Kolanovic goes on to remind you that following “Vol-pocalypse”, “risk aversion towards long delta and short volatility increased drastically, which made this trade hard to implement”.
But something else came along, as it always does. In this case, the long Momentum/ short Value trade.
Well, as we’ve spilled gallons upon gallons of digital ink discussing in these pages (including in the linked post above), that trade involved, in many cases, shorting energy. Marko delves into this in his Monday missive.
“This was implemented in directional sector plays such as long software, short smid oil and natural gas stocks”, he writes, adding that “many platform risk management systems don’t have a good ability to capture factor risk, and hence it was possible for PMs to implement these long-short trades with very high leverage”.
(The SPDR S&P Oil & Gas Exploration & Production ETF was on track for one of its best days ever on Monday)
As we saw last week, this trade was extremely crowded and very vulnerable to a reversal given a macro catalyst. That catalyst ended up being the duration selloff which accompanied a string of reasonably positive economic data in the US and renewed trade optimism, which together catalyzed a rapid backup in long-end yields.
That, in turn, rippled across consensual positioning in equities, where laggards like cyclicals and Value exploded higher, while consensus “slow-flation” (if you will) plays were unwound in dramatic fashion.
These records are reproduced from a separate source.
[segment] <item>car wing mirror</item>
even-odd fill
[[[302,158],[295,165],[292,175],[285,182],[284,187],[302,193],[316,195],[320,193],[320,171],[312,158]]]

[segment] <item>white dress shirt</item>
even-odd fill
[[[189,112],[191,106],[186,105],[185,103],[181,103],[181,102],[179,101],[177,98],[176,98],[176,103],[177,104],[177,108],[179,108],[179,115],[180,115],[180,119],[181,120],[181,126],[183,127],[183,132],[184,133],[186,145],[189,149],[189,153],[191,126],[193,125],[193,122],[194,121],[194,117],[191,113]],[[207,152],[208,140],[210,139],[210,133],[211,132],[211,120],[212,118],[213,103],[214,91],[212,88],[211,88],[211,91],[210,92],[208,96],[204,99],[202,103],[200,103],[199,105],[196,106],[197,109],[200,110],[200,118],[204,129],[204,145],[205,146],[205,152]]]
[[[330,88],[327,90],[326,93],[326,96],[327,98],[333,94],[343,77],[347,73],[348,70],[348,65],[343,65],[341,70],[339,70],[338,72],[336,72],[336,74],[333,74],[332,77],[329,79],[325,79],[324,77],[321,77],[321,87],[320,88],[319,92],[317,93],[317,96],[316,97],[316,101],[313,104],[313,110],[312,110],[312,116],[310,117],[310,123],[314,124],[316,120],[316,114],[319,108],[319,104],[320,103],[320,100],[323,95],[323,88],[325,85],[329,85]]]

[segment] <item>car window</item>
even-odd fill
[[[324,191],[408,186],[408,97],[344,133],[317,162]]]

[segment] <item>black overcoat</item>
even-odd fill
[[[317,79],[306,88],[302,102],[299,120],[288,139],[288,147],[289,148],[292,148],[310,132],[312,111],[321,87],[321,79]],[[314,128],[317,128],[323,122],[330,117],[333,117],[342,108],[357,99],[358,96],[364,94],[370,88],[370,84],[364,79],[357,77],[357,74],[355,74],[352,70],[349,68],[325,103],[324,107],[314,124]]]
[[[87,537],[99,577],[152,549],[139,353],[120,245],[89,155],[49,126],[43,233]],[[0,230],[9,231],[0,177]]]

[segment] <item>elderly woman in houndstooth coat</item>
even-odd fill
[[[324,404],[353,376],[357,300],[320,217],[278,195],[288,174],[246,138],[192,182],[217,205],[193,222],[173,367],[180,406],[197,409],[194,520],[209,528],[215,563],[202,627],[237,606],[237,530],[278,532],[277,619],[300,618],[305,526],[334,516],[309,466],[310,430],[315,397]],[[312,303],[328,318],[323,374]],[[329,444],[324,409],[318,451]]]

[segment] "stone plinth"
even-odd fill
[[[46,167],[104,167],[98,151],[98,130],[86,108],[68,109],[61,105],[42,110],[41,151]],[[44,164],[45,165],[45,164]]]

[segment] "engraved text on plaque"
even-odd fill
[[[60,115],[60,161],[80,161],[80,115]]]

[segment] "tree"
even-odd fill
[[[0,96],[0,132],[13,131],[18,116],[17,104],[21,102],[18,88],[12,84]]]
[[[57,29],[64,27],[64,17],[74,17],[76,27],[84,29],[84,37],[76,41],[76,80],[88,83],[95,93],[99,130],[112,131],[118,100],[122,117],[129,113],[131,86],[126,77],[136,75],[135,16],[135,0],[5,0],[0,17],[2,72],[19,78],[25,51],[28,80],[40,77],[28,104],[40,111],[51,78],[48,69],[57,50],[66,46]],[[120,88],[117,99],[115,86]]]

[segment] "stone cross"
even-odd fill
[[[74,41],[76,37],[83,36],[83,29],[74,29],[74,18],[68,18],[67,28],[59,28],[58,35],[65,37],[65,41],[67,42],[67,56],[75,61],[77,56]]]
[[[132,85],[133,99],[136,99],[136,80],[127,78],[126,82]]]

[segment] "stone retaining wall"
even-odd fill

Now, the oil shock has taken the baton in terms of serving as the macro catalyst for a continued unwind. Or at least that’s the potential setup.
“These trades worked well until the rotation started, and now are in the early stages of a collapse”, Kolanovic warns, before noting that if you ask him, the unwind is just getting started, “as evidenced by equity PMs continuing to fight the value rotation towards oil and natural gas sector every day last week”. He cites rallies at the open, followed shortly by weakness.
Now, the oil spike is set to exacerbate things meaningfully. “The recent spike in Oil will just accelerate this unwind and eventually lead to a capitulation of the short value/beta trade”, Marko says.